Me sventurato, dunque, se mi cullassi in una
illusione senza dubbio colpevole, giacché per dissiparla mi basterebbe
ricorrere all’insegnamento della Chiesa e dei suoi Santi; illusione la cui
falsità mi apparirebbe alle porte dell’eternità.
Me sventurato, se non sapessi approfittare delle
mie funzioni per riconoscere le vostre esigenze, o se rimanessi sordo alla voce
che mi fanno udire i sacri oggetti che mi circondano: altare, confessionale,
fonte battesimale, vasi, tessuti ed ornamenti sacri. «Imitamini quod tractatis»45.
«Purificatevi, perché portate i vasi del Signore» (Is. 52, 12). «Offrono a Dio
incenso e pane, pertanto devono essere santi» (Lev. 20, 6).
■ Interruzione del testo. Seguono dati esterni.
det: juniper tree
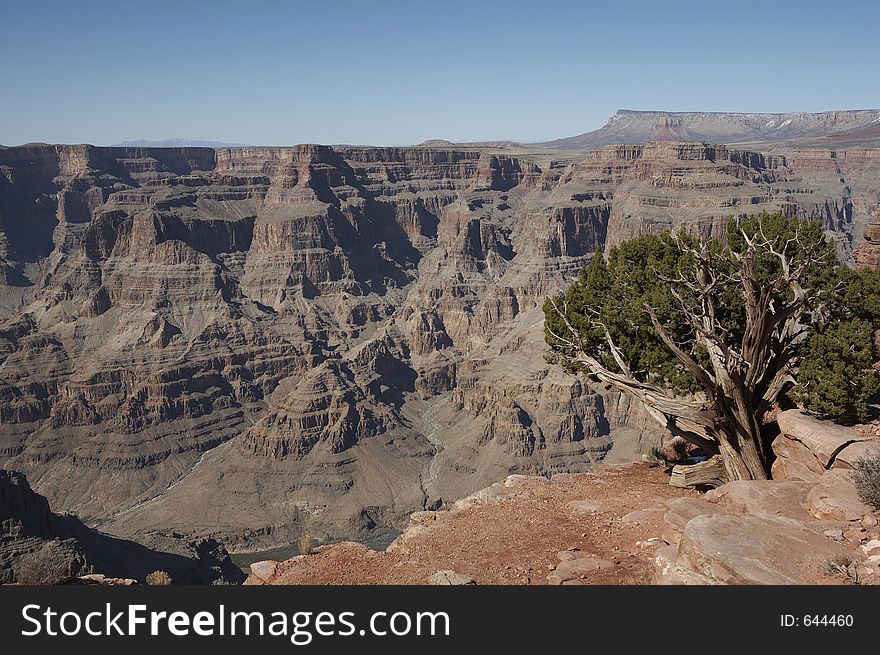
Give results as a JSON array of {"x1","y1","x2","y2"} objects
[{"x1": 544, "y1": 214, "x2": 870, "y2": 480}]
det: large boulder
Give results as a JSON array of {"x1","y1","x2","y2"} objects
[
  {"x1": 657, "y1": 514, "x2": 845, "y2": 584},
  {"x1": 705, "y1": 480, "x2": 813, "y2": 521},
  {"x1": 772, "y1": 409, "x2": 880, "y2": 480},
  {"x1": 805, "y1": 469, "x2": 872, "y2": 521}
]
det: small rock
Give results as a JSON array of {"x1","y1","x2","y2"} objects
[
  {"x1": 862, "y1": 539, "x2": 880, "y2": 555},
  {"x1": 251, "y1": 559, "x2": 278, "y2": 582},
  {"x1": 620, "y1": 507, "x2": 663, "y2": 525},
  {"x1": 805, "y1": 469, "x2": 871, "y2": 521},
  {"x1": 428, "y1": 569, "x2": 477, "y2": 586},
  {"x1": 843, "y1": 527, "x2": 865, "y2": 544}
]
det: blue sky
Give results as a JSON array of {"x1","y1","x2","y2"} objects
[{"x1": 0, "y1": 0, "x2": 880, "y2": 145}]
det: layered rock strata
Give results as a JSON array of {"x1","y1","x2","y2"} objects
[{"x1": 0, "y1": 143, "x2": 880, "y2": 548}]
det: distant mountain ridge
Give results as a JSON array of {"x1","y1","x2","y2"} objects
[
  {"x1": 112, "y1": 138, "x2": 249, "y2": 148},
  {"x1": 538, "y1": 109, "x2": 880, "y2": 150}
]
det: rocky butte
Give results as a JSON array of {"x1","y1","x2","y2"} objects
[{"x1": 0, "y1": 133, "x2": 880, "y2": 550}]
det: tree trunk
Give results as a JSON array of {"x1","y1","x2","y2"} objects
[{"x1": 712, "y1": 418, "x2": 770, "y2": 480}]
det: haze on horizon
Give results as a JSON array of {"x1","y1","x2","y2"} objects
[{"x1": 0, "y1": 0, "x2": 880, "y2": 145}]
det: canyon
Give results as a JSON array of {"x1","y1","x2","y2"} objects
[{"x1": 0, "y1": 135, "x2": 880, "y2": 551}]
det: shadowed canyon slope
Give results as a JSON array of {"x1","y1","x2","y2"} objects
[
  {"x1": 543, "y1": 109, "x2": 880, "y2": 150},
  {"x1": 0, "y1": 143, "x2": 880, "y2": 548}
]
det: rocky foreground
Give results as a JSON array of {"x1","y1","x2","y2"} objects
[
  {"x1": 0, "y1": 141, "x2": 880, "y2": 550},
  {"x1": 246, "y1": 410, "x2": 880, "y2": 584}
]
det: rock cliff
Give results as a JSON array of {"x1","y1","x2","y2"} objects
[
  {"x1": 0, "y1": 143, "x2": 880, "y2": 548},
  {"x1": 0, "y1": 469, "x2": 244, "y2": 584},
  {"x1": 543, "y1": 109, "x2": 880, "y2": 150}
]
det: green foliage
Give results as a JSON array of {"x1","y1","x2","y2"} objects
[
  {"x1": 792, "y1": 318, "x2": 880, "y2": 425},
  {"x1": 544, "y1": 213, "x2": 880, "y2": 430},
  {"x1": 146, "y1": 571, "x2": 171, "y2": 587},
  {"x1": 544, "y1": 214, "x2": 837, "y2": 394}
]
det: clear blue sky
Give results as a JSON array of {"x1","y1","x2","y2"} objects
[{"x1": 0, "y1": 0, "x2": 880, "y2": 145}]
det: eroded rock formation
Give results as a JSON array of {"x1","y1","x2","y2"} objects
[{"x1": 0, "y1": 143, "x2": 880, "y2": 547}]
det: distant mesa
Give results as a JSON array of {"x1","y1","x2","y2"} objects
[
  {"x1": 112, "y1": 139, "x2": 249, "y2": 148},
  {"x1": 533, "y1": 109, "x2": 880, "y2": 150}
]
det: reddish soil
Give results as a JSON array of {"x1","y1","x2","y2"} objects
[{"x1": 256, "y1": 464, "x2": 697, "y2": 584}]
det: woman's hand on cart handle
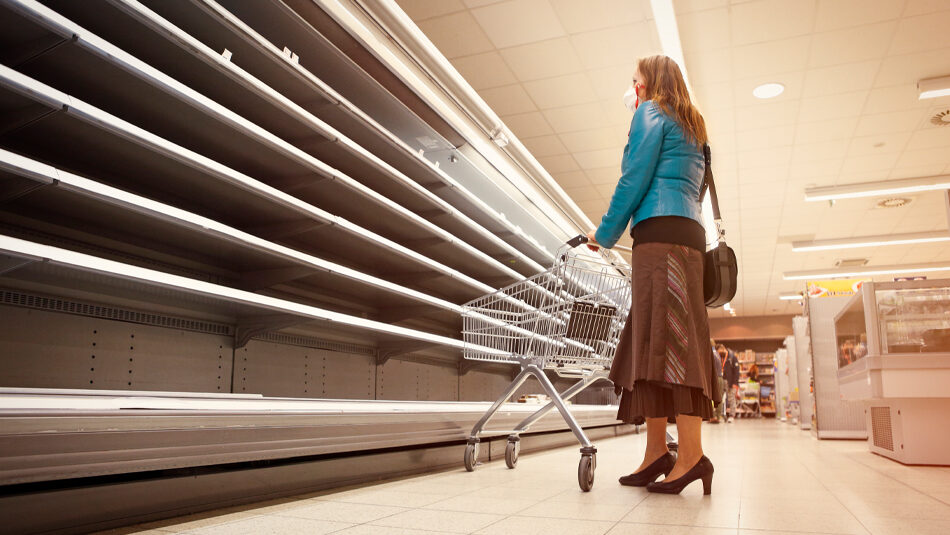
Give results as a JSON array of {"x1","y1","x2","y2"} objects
[{"x1": 586, "y1": 230, "x2": 600, "y2": 251}]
Sarei ancor meno scusabile se restassi sordo a
questi richiami, o Gesù, perché ognuna delle mie funzioni è occasione di una
grazia attuale che mi offrite per modellare l’anima mia a vostra immagine e
somiglianza.
E’ la Chiesa che richiede questa grazia; è il
suo cuore sollecito di rispondere alla vostra attesa, che ha cura di me come
della pupilla dell’occhio; è essa che, prima della mia ordinazione, mi ha fatto
risaltare le gravi conseguenze della mia identificazione con Voi:
«Imponi, o Signore, al mio capo l’elmo della
salvezza (...) Cingimi col cingolo della purezza (...) affinché mi perdoni
tutti i miei peccati. Fa ch’io aderisca sempre ai tuoi comandi e non permettere
che mi separi mai da Te», eccetera. Non sono più solo a rivolgere queste
richieste in mio favore, ma sono tutti i veri fedeli, tutte le anime fervorose
a Voi consacrate, tutti i membri della gerarchia ecclesiastica, che fanno
propria la mia povera preghiera. E’ il loro grido che si leva verso il vostro
trono; è la voce della vostra Sposa quella che vi giunge. E se i vostri
ministri, essendo risoluti a conseguire la vita interiore, adeguano i loro cuori
alle loro funzioni, queste suppliche rivolte da loro in nome della vostra
Chiesa vengono sempre esaudite da Voi.
Anziché escludermi con la mia negligenza
volontaria dai suffragi che io indirizzo al Padre vostro per la comunità dei
fedeli, in occasione Messa e nell’amministrazione dei Sacramenti, io voglio
approfittare di tali grazie, o Gesù. Ad ogni mio atto sacerdotale aprirò
pienamente il mio cuore alla vostra azione e allora Voi vi infonderete i lumi,
le consolazioni e le energie che, nonostante gli ostacoli, mi permetteranno
d’identificare i miei giudizi, affetti e deliberazioni ai vostri, come il
sacerdozio m’immedesima con Voi, o Sacerdote Eterno, quando per mio mezzo vi
rendete Vittima sull’altare, o Redentore delle anime.